Чеченский солдат на БТРе напротив президентского дворца на центральной площади Грозного, 25 ноября 1994.IVAN SHLAMOV / AFP

 

Потом нас обвиняли в том, что чеченцы не хотели идти на фронт. Из всех северокавказских народов чеченцы дали больше всех добровольцев. Мы всегда говорили об этом — пока Лукашенко все-таки не признал, и потом уже Путин вынужден был заявить, что свыше двухсот чеченцев защищали Брестскую крепость. То есть это все факты, казалось бы, на ровном месте, но в истории все это было запрещено. Нам запрещалось об этом упоминать, говорить, писать. Например, я был студентом исторического факультета, и мы не должны были заикаться о шейхе Мансуре в XVIII веке, мы не должны были говорить о национально-освободительном движении эпохи Шамиля — это было запрещено. Получилось, что мы изучаем историю Индии, Латинской Америки, мы знали, чем занимались индейцы Соединенных Штатов, но своей историей XVIII–XIX веков нам было в буквальном смысле запрещено заниматься.

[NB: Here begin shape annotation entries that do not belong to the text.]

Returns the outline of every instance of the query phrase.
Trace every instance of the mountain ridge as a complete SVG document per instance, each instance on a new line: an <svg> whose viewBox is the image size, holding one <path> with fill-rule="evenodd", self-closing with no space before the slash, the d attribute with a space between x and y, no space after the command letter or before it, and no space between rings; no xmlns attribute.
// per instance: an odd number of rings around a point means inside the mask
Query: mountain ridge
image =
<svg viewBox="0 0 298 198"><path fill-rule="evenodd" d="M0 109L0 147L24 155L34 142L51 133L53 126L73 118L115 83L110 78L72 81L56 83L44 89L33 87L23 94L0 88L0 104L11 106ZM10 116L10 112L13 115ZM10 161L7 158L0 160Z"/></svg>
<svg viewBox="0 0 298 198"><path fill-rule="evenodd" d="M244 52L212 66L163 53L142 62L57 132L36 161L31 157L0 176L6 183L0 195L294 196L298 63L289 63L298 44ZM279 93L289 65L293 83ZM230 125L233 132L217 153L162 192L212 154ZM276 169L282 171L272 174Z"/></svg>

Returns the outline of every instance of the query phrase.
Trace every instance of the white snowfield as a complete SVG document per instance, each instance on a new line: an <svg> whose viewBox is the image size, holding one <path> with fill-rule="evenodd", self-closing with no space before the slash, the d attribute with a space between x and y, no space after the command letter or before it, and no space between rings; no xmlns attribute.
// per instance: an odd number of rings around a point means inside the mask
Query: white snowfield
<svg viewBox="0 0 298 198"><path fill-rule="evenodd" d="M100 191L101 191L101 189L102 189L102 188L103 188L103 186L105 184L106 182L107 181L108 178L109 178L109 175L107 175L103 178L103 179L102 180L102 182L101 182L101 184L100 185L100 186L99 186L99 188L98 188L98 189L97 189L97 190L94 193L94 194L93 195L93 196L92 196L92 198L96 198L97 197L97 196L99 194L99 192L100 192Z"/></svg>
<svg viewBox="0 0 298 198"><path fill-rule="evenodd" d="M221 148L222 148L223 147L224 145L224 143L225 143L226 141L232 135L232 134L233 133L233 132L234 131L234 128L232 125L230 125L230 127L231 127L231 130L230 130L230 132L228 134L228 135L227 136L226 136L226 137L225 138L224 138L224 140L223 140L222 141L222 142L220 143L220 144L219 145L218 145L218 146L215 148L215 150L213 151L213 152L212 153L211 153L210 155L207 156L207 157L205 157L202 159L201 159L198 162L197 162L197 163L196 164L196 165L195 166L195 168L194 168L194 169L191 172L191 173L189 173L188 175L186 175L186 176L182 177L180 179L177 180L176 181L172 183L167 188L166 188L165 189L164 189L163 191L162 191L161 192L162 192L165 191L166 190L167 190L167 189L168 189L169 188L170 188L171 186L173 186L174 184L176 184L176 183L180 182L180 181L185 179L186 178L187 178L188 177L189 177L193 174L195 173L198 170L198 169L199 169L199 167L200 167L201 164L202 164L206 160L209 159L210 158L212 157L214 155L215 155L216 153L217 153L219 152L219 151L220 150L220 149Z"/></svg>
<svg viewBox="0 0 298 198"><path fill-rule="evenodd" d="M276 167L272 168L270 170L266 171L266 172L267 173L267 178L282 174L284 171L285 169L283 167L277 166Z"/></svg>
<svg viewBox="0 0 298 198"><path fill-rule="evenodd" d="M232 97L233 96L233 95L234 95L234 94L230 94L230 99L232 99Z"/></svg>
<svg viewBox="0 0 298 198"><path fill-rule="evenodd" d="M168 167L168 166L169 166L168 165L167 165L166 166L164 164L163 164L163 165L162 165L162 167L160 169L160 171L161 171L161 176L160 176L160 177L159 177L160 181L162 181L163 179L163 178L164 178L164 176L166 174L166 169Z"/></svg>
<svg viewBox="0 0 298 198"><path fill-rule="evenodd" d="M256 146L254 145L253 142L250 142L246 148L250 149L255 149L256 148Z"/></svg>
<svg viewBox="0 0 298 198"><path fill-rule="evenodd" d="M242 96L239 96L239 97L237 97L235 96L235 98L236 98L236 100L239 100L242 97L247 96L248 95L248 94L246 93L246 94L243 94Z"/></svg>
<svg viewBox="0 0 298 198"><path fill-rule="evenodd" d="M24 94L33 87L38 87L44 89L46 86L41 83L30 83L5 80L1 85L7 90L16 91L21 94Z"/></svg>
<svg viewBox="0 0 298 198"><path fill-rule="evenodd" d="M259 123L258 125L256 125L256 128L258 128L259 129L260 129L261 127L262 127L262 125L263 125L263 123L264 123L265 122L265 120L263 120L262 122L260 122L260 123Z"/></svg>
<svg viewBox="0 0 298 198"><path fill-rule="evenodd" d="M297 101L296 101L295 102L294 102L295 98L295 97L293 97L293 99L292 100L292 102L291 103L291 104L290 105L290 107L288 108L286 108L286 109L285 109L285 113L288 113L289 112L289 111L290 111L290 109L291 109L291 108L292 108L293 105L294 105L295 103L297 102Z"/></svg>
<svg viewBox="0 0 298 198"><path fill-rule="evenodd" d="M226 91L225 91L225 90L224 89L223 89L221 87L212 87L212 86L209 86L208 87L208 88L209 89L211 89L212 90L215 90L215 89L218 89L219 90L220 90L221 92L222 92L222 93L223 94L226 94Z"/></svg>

Все это накапливалось, поэтому в 1982 году первый секретарь обкома Власов, позднее он стал председателем совета министров Российской Федерации, дал очень хорошую оценку советской власти в Чечено-Ингушетии: 60 лет спустя после установления советской власти она функционирует только в черте Грозного, за территорией Грозного её практически не существует. Так оно и было: чеченцы жили по своим законам, законам горского обычая — адатам, по шариату, то есть чеченцы жили своей жизнью, параллельно жили, отдельно от той страны, которая бурно развивалась — по крайней мере, тогда казалось, что она развивается. Не потому, что Советский Союз был исчадием ада, хотя то, что 40 млн человек погибли в лагерях, дает основание говорить о том, что это не нормальное государство. Но когда тебя постоянно упрекают в том, что ты не совсем советский человек, конечно, это отталкивает.

 

Будучи абсолютным большинством республики, мы должны были себя вести как абсолютное меньшинство
 

 

Поэтому в 1991 году, на фоне развала СССР, чеченцы начали говорить о том, что хотят больше: что хотят быть членами СССР. То есть не хотят, чтобы Российская Федерация потом опять что-то натворила. Первый демарш Дудаева был связан с тем, что он хотел статус внутри Советского Союза, который был предоставлен в апреле Горбачевым семи автономным республикам — закон, о котором сегодня Российская Федерация, конечно, не любит вспоминать. Все автономные республики, которые входили в состав РСФСР, уравнивались в правах с Российской Федерацией, то есть Чечено-Ингушская АССР автоматически становилась Чечено-Ингушской республикой в составе СССР. Чеченцы за это ухватились, и Дудаев первый сказал, что мы именно Чечено-Ингушская — но ингуши уже отошли — и получилось Чеченская республика. Дудаев не говорил о выходе из состава СССР, он говорил о выходе из состава Российской Федерации, которая сегодня не любит это вспоминать, потому что тогда возникает вопрос «а почему не договорились» — как раз тот вопрос, который вы задали с самого начала. Не договорились именно в силу боязни, что за Чеченской республикой пойдут другие: первый, конечно, Татарстан, второй — Башкортостан. Это была попытка защитить себя от новых депортаций, от новых неожиданных шагов со стороны Москвы. Они, Дудаев и вся команда, считали, что это спасет их от будущих потрясений. В общем-то, они были правы, потому что 1994 год показал, что Москва непредсказуема, она готова бомбить республику, которую считает своей. Грозный, который они считали своим городом, они разбомбили к чертовой матери. Почти полумиллионный город был просто стерт с лица земли. Вот этого боялись чеченские лидеры, и чеченский парламентарии, которые все время пытались вести переговоры, натыкались на то, что Москва отказывала им в разрешении говорить о получении особого статуса. То, что сегодня говорят о том, что Чечне предлагали то же самое, что Татарстану — неправда. Я тоже был членом этих переговоров в 1992 году — никакого статуса Чечне Москва не предлагала. Разговор всегда был жестким, неприемлемым, они даже не знали, с кем они разговаривают. Тот же Руцкой мог сказать: пошли вы к чертовой матери, я сам наведу там порядок. Другой мог сказать: нам понадобится всего лишь 24 часа. Третьему понадобилось два часа с несколькими батальонами. Это все больше отталкивало. Население в большинстве своем не было за независимость, но поведение Москвы невольно их толкало идти именно под флаг Ичкерии и идти именно под эту независимость.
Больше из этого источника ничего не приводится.